現代人の僕たちは「自分のしたことは自分で責任をとる」のが当たり前だと考えているけど、こうした“自己責任”は近代以前の社会には存在しなかったようです。
橘玲著『(日本人)かっこにっぽんじん』から引用。
戦国時代の農村は旱魃(かんばつ)や飢饉(ききん)が頻発し、農業だけでは村の人口を養うことができず、蓄えのつきる冬から春にかけては大量の餓死者が出た。このような極限状況のなかで、戦国初期の村はむきだしの暴力の世界だった。
戦国時代の重要な合戦は、その多くが冬や春の農閑期に行なわれた。これは大名や領主が、放っておけば餓死してしまう農民を雑兵(ぞうひょう)として戦場に連れていき、なんとか生き延びられるようにしようとしたからだ。
とはいえ、戦国大名は合戦に参加した百姓たちに給金を払ったわけではない。彼らは武士や侍たちのためにただ働きをするかわりに、戦場となった村での濫妨狼藉(らんぼうろうぜき)が許されていた。戦国時代の戦争は一種の公共事業で、大名たちは天下を統一するためではなく、村人たちに“職”を与えるために隣国に攻め込んだのだ。

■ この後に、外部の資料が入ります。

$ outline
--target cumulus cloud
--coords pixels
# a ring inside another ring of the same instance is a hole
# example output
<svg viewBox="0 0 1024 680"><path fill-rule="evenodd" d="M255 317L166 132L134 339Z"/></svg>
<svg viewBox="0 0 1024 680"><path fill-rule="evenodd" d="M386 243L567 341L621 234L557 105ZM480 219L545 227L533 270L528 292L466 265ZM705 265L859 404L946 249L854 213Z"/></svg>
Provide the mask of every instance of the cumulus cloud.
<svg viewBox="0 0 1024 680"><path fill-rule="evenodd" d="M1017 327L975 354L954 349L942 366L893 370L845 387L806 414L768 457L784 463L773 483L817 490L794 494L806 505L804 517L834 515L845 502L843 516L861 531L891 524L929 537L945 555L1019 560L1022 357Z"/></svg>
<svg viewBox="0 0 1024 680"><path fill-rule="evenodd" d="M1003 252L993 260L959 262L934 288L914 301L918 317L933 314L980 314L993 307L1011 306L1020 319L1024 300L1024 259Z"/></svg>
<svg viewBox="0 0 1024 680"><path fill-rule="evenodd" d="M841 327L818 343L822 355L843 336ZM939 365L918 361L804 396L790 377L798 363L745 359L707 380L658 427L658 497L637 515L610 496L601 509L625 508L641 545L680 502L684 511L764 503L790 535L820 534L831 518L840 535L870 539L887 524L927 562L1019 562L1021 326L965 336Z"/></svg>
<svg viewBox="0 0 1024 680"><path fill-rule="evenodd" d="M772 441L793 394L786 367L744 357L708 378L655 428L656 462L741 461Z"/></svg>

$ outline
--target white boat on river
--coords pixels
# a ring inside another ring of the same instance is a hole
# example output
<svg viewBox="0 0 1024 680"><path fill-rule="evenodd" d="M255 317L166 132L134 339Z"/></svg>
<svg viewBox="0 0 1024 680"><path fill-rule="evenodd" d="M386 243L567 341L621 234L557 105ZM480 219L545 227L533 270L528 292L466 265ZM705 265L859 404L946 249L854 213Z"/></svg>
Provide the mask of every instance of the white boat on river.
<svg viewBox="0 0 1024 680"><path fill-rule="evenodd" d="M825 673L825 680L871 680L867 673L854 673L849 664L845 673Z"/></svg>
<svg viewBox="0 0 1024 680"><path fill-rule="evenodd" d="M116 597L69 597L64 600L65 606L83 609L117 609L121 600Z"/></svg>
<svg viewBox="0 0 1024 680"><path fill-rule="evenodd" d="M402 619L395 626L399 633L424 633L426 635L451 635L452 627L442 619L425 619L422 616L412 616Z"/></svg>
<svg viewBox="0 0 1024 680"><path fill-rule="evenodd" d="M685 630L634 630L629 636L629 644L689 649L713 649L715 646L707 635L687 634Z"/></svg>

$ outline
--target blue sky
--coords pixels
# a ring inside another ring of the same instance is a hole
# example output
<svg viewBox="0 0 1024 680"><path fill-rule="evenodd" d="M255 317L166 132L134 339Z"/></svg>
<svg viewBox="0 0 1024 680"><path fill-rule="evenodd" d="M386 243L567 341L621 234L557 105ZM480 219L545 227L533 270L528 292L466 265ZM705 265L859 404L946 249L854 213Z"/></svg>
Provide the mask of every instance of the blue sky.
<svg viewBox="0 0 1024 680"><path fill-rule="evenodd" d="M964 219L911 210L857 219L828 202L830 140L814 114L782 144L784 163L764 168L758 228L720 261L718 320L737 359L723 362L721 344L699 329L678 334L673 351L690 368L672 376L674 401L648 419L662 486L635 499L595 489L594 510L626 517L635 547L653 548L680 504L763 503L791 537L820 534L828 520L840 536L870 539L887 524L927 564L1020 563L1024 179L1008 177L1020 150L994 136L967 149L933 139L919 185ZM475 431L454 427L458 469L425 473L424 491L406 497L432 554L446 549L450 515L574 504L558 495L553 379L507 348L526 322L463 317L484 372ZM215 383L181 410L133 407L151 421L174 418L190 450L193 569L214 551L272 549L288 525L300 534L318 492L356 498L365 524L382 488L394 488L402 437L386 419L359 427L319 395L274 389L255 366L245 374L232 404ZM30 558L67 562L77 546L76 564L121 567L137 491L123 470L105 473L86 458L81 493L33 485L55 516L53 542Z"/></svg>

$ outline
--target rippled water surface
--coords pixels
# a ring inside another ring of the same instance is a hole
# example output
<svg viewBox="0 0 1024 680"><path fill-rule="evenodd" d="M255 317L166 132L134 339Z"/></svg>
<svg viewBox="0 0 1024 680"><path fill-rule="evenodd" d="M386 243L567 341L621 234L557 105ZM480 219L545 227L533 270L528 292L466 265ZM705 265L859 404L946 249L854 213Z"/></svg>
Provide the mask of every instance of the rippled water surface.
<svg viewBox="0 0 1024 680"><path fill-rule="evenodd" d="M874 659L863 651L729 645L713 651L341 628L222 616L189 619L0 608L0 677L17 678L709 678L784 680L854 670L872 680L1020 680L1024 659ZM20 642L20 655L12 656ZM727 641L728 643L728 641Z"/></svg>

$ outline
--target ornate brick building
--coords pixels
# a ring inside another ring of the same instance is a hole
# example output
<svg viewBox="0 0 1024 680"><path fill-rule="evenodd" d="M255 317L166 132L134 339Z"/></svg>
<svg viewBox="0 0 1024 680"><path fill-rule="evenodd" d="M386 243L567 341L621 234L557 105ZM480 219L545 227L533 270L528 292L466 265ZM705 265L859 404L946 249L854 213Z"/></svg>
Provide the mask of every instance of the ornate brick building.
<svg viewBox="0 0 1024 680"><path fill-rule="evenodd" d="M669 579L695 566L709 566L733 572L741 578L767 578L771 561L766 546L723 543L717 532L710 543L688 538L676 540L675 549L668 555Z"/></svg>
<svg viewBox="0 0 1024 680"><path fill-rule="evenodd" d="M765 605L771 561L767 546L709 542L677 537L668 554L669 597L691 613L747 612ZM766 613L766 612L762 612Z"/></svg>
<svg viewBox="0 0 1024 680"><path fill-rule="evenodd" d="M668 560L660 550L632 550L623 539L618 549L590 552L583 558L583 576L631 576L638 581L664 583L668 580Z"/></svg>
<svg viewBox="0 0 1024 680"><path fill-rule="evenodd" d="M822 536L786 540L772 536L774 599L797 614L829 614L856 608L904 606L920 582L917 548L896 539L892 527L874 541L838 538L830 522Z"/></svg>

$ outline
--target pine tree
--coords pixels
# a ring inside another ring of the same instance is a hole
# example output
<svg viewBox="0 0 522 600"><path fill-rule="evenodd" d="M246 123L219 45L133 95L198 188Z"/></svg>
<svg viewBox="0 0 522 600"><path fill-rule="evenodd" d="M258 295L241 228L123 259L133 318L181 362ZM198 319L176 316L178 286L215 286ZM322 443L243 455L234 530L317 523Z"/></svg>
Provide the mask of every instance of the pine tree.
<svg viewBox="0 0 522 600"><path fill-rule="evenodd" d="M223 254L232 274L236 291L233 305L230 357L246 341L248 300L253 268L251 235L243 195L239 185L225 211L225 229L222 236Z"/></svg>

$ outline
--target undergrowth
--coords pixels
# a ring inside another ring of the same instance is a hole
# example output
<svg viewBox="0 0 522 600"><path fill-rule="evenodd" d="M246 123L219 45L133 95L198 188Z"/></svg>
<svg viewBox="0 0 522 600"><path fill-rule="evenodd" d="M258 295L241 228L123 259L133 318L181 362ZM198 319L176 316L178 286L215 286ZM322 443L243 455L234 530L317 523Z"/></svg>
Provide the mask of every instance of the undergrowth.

戦場での収奪は徹底的で、備蓄してある食料や衣服など換金可能なものを奪いつくすだけでなく、女や子どもをさらって売り飛ばすのが常だった。戦国時代にもっとも価値の高い「商品」は奴隷で、合戦が終わると町には人買いの市が立ち、国内で買い手がいなければ、長崎や平戸からポルトガル船に乗せられてマカオ経由で東南アジアへと売られていった。
こうした暴力性は村の内部にも浸透していて、一部の長老たちが結託し、ささいな瑕疵(かし)を理由に村人の田畑や資金を取り上げ、家族もろとも追放するか、場合によっては皆殺しにすることもあった。農耕社会は土地を中心とする退出不可能な世界だから、ものごとは全員一致でしか決まらない。だとしたら、相手が合意しないときは物理的に消滅させてしまうほかはない。
このように中世初期の村は、過酷な暴力の掟で運営されていた。
ああ、酷い。
こうして見ると、僕の「人間は悪魔である」という妄想は、あながち間違いではなかったのではないか・・・と思えてきます。
とにかく一見、スマートに見える現代人の遺伝子にも、戦国時代の人たちの遺伝子が受け継がれています。
そう考えると、少し怖くなる、僕でした。